ACRI-ST
With StorNext, we knew we could meet our immediate need to store 400 TB of satellite data while gaining the ability to expand to several petabytes over the next decade.
ACRI-ST Advances the Understanding of Earth With Satellite Data And StorNext Scale-out Storage
ACRI-ST, headquartered in southeastern France, plays a key role in processing and archiving critical European Space Agency (ESA) satellite data. The company began as a small research and development organization, gradually adding archiving and reprocessing capabilities. Today, it operates data centers that preserve and provide access to information from several different satellites.
Enabling Cutting-Edge Scientific Research
ACRI-ST enables researchers worldwide to draw from more than 20 years of information, and it offers data processing services to help streamline research. “Beginning with raw satellite data would be very time-consuming for researchers,” says Gilbert Barrot, CIO of ACRI-ST. “They would need to sort through a huge number of large images before conducting analysis.” Instead, ACRI-ST servers process the raw images for a region of interest and directly deliver the data that the researchers need.

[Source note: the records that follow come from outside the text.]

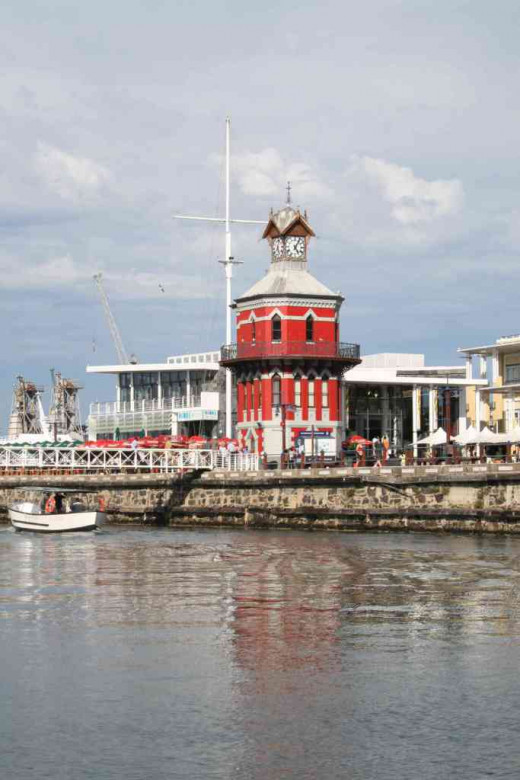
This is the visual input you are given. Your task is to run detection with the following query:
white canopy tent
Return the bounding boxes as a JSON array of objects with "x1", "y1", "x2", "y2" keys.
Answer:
[
  {"x1": 417, "y1": 428, "x2": 448, "y2": 447},
  {"x1": 453, "y1": 425, "x2": 477, "y2": 447},
  {"x1": 498, "y1": 425, "x2": 520, "y2": 444},
  {"x1": 464, "y1": 425, "x2": 504, "y2": 444}
]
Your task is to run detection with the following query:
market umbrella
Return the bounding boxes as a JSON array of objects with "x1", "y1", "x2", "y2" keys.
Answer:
[
  {"x1": 417, "y1": 428, "x2": 448, "y2": 447},
  {"x1": 344, "y1": 433, "x2": 372, "y2": 447},
  {"x1": 453, "y1": 425, "x2": 477, "y2": 447}
]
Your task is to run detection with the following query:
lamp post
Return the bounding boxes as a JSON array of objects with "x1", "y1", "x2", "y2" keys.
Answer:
[{"x1": 277, "y1": 402, "x2": 296, "y2": 464}]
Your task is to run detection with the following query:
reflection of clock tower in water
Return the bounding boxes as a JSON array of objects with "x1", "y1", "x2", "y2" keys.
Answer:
[{"x1": 222, "y1": 195, "x2": 359, "y2": 456}]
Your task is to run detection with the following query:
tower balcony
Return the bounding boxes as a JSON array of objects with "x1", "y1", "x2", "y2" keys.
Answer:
[{"x1": 220, "y1": 341, "x2": 360, "y2": 366}]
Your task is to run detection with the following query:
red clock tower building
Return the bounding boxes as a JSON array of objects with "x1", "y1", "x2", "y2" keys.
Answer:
[{"x1": 221, "y1": 204, "x2": 360, "y2": 457}]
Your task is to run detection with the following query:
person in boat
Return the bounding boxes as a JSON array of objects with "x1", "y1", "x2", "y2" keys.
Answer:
[{"x1": 56, "y1": 493, "x2": 65, "y2": 515}]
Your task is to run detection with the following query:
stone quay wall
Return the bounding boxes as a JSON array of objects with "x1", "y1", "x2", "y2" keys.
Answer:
[{"x1": 0, "y1": 464, "x2": 520, "y2": 534}]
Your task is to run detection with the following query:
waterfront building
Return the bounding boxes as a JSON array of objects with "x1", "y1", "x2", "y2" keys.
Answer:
[
  {"x1": 343, "y1": 353, "x2": 486, "y2": 450},
  {"x1": 458, "y1": 335, "x2": 520, "y2": 433},
  {"x1": 221, "y1": 202, "x2": 360, "y2": 456},
  {"x1": 87, "y1": 350, "x2": 225, "y2": 440}
]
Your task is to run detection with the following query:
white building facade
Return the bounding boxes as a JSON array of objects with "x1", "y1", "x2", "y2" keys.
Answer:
[{"x1": 87, "y1": 351, "x2": 224, "y2": 440}]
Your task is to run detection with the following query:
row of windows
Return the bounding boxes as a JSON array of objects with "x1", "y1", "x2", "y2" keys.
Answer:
[
  {"x1": 506, "y1": 363, "x2": 520, "y2": 382},
  {"x1": 272, "y1": 374, "x2": 329, "y2": 409},
  {"x1": 247, "y1": 314, "x2": 330, "y2": 342}
]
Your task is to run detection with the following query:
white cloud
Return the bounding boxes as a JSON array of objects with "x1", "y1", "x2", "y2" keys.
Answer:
[
  {"x1": 35, "y1": 141, "x2": 112, "y2": 202},
  {"x1": 224, "y1": 148, "x2": 332, "y2": 205},
  {"x1": 0, "y1": 254, "x2": 90, "y2": 289},
  {"x1": 352, "y1": 157, "x2": 464, "y2": 226}
]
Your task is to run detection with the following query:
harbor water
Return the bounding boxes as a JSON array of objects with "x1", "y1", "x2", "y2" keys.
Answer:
[{"x1": 0, "y1": 527, "x2": 520, "y2": 780}]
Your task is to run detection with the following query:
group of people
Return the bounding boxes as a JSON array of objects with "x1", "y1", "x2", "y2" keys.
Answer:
[
  {"x1": 218, "y1": 440, "x2": 249, "y2": 458},
  {"x1": 354, "y1": 433, "x2": 391, "y2": 468}
]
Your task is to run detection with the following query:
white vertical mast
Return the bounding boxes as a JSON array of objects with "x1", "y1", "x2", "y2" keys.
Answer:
[
  {"x1": 224, "y1": 117, "x2": 233, "y2": 438},
  {"x1": 174, "y1": 117, "x2": 265, "y2": 438}
]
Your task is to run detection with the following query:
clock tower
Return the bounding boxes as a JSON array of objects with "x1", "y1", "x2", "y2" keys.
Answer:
[{"x1": 221, "y1": 202, "x2": 360, "y2": 457}]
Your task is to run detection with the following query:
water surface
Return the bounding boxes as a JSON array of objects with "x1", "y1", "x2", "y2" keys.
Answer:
[{"x1": 0, "y1": 528, "x2": 520, "y2": 780}]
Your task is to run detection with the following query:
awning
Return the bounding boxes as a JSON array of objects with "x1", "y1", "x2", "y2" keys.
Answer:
[{"x1": 417, "y1": 428, "x2": 448, "y2": 447}]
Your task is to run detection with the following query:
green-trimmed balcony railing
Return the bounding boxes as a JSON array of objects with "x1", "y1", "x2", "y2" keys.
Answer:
[{"x1": 221, "y1": 341, "x2": 360, "y2": 363}]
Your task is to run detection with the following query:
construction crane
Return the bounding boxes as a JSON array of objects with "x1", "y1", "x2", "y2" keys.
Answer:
[{"x1": 92, "y1": 273, "x2": 131, "y2": 365}]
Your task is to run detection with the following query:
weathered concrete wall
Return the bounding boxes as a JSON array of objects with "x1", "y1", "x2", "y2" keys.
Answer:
[{"x1": 0, "y1": 466, "x2": 520, "y2": 533}]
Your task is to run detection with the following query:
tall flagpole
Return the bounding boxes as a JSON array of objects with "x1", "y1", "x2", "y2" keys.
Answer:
[
  {"x1": 224, "y1": 117, "x2": 233, "y2": 439},
  {"x1": 174, "y1": 117, "x2": 265, "y2": 438}
]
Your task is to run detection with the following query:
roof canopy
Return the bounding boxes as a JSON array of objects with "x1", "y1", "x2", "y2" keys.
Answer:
[
  {"x1": 417, "y1": 428, "x2": 448, "y2": 447},
  {"x1": 262, "y1": 205, "x2": 315, "y2": 238}
]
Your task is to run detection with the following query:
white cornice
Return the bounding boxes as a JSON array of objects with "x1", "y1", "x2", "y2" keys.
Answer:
[{"x1": 235, "y1": 296, "x2": 339, "y2": 312}]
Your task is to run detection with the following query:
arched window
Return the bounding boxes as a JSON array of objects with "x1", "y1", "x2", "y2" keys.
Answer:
[
  {"x1": 271, "y1": 314, "x2": 282, "y2": 341},
  {"x1": 307, "y1": 379, "x2": 316, "y2": 409},
  {"x1": 271, "y1": 374, "x2": 282, "y2": 407},
  {"x1": 294, "y1": 376, "x2": 302, "y2": 407},
  {"x1": 305, "y1": 314, "x2": 314, "y2": 341},
  {"x1": 321, "y1": 378, "x2": 329, "y2": 409}
]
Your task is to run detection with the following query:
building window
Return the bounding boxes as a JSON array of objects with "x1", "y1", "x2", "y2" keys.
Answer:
[
  {"x1": 272, "y1": 374, "x2": 282, "y2": 407},
  {"x1": 305, "y1": 314, "x2": 314, "y2": 341},
  {"x1": 119, "y1": 374, "x2": 132, "y2": 403},
  {"x1": 271, "y1": 314, "x2": 282, "y2": 341},
  {"x1": 321, "y1": 379, "x2": 329, "y2": 409},
  {"x1": 506, "y1": 363, "x2": 520, "y2": 384},
  {"x1": 294, "y1": 376, "x2": 302, "y2": 407},
  {"x1": 308, "y1": 379, "x2": 314, "y2": 409},
  {"x1": 134, "y1": 371, "x2": 159, "y2": 401}
]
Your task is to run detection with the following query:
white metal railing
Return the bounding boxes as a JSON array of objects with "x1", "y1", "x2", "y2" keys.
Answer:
[
  {"x1": 0, "y1": 447, "x2": 259, "y2": 472},
  {"x1": 90, "y1": 395, "x2": 201, "y2": 417}
]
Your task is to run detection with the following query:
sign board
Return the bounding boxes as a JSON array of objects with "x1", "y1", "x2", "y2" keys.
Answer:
[
  {"x1": 298, "y1": 431, "x2": 332, "y2": 439},
  {"x1": 305, "y1": 436, "x2": 336, "y2": 458},
  {"x1": 174, "y1": 409, "x2": 218, "y2": 422}
]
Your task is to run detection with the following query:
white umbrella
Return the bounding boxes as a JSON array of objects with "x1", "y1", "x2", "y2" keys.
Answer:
[
  {"x1": 471, "y1": 425, "x2": 502, "y2": 444},
  {"x1": 498, "y1": 425, "x2": 520, "y2": 444},
  {"x1": 453, "y1": 425, "x2": 477, "y2": 447},
  {"x1": 417, "y1": 428, "x2": 448, "y2": 447}
]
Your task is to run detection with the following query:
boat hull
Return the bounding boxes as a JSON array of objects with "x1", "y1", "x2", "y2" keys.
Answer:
[{"x1": 8, "y1": 509, "x2": 105, "y2": 534}]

Preparing for Petascale Data Growth
To prepare for a new ESA satellite, Sentinel-3, the ACRI-ST team needed a new storage environment—one that could handle petabytes of data, not the tens of terabytes typical of earlier projects. “We needed a solution that would accommodate our immediate needs and would scale—cost-effectively—as we collected more and more satellite data,” says Barrot. At the same time, the ACRI-ST team had to ensure that data was readily accessible for in-house scientists and external researchers.
Deploying StorNext for Speed and Scalability
The ACRI-ST team selected a Quantum StorNext tiered storage solution to archive satellite data, enable access for researchers, and support the ACRI-ST value-added workflows. StorNext offers a tiered environment that provides an optimal combination of scale and high-speed access, and it supports both Linux and Windows environments.
“The mix of tape and disk in a single environment gives us the best of both worlds,” says Barrot. “We can keep a cache of data immediately available on disk while storing most of the repository on more economical tape. With StorNext, we knew we could meet our immediate need to store 400 TB of satellite data while gaining the ability to expand to several petabytes over the next decade.”
Expanding the Archive
ACRI-ST is already capitalizing on the StorNext platform’s scalability. In 2016, the organization won a bid to support ESA’s Earth Observation Data Archiving Service (EODAS), which archives all satellite data for past and current ESA missions (except the Sentinel satellites). ACRI-ST needed to provide 6 PB for historical data plus 2 PB for live missions.
To meet the new requirements, the ACRI-ST team expanded its Quantum archive. “ESA wanted a robust archive that could provide bulk data retrieval and distribution. The Quantum archive solution was perfect,” says Barrot. “We added capacity easily and inexpensively while still maintaining a small data-center footprint.” ACRI-ST also built a nearly identical environment in Luxembourg, through its subsidiary adwaïsEO, to serve as the main archive. Data is ingested in Luxembourg and copies are shipped to the French site for off-site protection.
Protecting Valuable Satellite Data for the Long Term
The ACRI-ST archive takes advantage of the StorNext Active Vault capability to fully automate media handling, and data on the tapes are protected by the archive’s Extended Data Life Management (EDLM) capabilities. EDLM detects early signs of media wear and automatically moves files to new tapes to preserve them over long periods of time. The archive’s support of the Linear Tape File System (LTFS) allows researchers to read data directly without requiring that they use Quantum solutions, and its support for the cloud provides flexible choices for the future.